The reality is that with more than half of the city’s homicides going unsolved and city detectives saying that they are overwhelmed by caseloads or stymied by a lack of community cooperation, more families of homicide victims are realizing that the best shot they may have at getting justice is to seek it themselves.
So, the grieving families-turned-citizen-detectives pressure their neighbors to speak up, they pressure the media to keep the cases before the public. They appeal to people who might not talk to police but might talk to grieving parents they feel for, and then they deliver clues, street whispers, even surreptitiously taken photos of suspects to the detectives working their loved ones’ cases.
When I tell Capers that I’m sometimes both awed and angered at how often parents have to turn into investigators in their own children’s murders, she tells me what she’s told other parents:
“When your child falls off a bike, do you wait for that ambulance to come and take them to the hospital if you know that their arm is broken? In cases like this, it’s the same. As soon as it happens, you have to start doing your own investigating. You can’t wait for police.”
It paid off for the Rojas-Garcia family, who credit community pressure for their son’s killer being arrested and sentenced to life for the 2015 death of 34-year-old Alejandro Rojas-Garcia.
It paid off for Lisa Espinosa, who, like Capers, turned her grief into gumshoe until her son’s alleged shooter was eventually arrested in 2016.
And it paid off for Capers, who on Tuesday morning, barring any last-minute delays, will head to the Criminal Justice Center for the preliminary hearing of the two men accused of gunning down her son.
When I checked in with Greg Singleton, the detective on both the Capers and Espinosa cases, he was straight: The mothers’ work was vital in cracking the cases.
In fact, not to take away from the detective’s fine work, but the more I talk to these relentless moms — because yes, they are mostly moms — the more I think they should formalize their efforts.
Find a space. Hang out a shingle, maybe. Recruit others who’ve done the same DIY sleuthing to help other families. Maybe even give themselves a name. Just off the top of my head, I’m thinking the No. 1 Mothers of Homicide Victims Detective Agency, a play off the similarly named No. 1 Ladies’ Detective Agency books and series. It’s not great, I know. They can do better.
When I shared all of this with Capers the other night, and half-jokingly suggested that as a corrections officer, she might be a good person to lead it, she laughed. But something in her laugh tells me that she and the other mothers of homicide victims know there’s some truth here.
There are many much-needed organizations offering emotional support, but nothing gives parents who have lost a child the same solace as knowing that someone has answered for taking their child’s life.

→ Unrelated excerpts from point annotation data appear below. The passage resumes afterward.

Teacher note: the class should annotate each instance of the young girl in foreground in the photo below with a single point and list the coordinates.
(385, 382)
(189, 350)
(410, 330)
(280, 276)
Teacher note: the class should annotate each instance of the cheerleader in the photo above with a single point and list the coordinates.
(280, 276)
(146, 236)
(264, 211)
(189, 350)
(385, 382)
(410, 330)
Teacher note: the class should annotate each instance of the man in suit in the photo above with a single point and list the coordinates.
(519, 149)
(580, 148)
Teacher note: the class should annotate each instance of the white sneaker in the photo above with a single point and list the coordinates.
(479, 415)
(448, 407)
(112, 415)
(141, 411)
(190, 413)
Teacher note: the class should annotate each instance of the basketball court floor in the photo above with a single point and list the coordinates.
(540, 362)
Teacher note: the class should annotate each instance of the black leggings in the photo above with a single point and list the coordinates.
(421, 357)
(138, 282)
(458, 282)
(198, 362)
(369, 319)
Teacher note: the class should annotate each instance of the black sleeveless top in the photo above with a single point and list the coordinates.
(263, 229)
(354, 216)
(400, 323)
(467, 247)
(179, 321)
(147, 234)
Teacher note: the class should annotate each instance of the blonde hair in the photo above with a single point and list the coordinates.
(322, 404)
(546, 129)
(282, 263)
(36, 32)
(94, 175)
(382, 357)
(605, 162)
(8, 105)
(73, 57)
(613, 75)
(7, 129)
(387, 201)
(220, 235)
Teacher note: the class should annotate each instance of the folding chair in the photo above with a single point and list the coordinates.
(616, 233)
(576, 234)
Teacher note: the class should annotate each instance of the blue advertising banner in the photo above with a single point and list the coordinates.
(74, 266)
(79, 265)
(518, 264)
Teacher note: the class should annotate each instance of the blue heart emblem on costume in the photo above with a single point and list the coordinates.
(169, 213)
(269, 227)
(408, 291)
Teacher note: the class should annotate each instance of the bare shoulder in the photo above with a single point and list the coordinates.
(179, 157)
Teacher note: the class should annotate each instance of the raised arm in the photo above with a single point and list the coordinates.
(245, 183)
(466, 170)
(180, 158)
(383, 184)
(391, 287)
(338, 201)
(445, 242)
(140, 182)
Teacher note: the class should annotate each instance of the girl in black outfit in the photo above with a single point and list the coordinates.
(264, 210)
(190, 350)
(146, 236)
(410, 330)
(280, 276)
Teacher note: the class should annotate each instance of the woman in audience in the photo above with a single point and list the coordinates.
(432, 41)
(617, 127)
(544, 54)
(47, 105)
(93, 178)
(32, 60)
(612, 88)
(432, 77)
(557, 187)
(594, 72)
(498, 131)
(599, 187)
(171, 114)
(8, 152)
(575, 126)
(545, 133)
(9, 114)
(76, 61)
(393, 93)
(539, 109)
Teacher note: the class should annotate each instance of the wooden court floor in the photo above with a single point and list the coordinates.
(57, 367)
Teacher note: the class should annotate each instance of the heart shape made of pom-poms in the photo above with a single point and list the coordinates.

Once a month for the last three years, Yullio Robbins has gone out to the Germantown neighborhood where her son James Walke III was gunned down in 2016 to pepper the area with fliers, an idea she got from another mom. Lately, she’s been joined by other moms, one whose son was killed around the corner, another just four blocks away.
Early on, she’d return to find the fliers had been removed. But she got wise and started to cover them in plastic and staple them.
“They can’t stop me,” she said.
Right, because the best detectives never give up.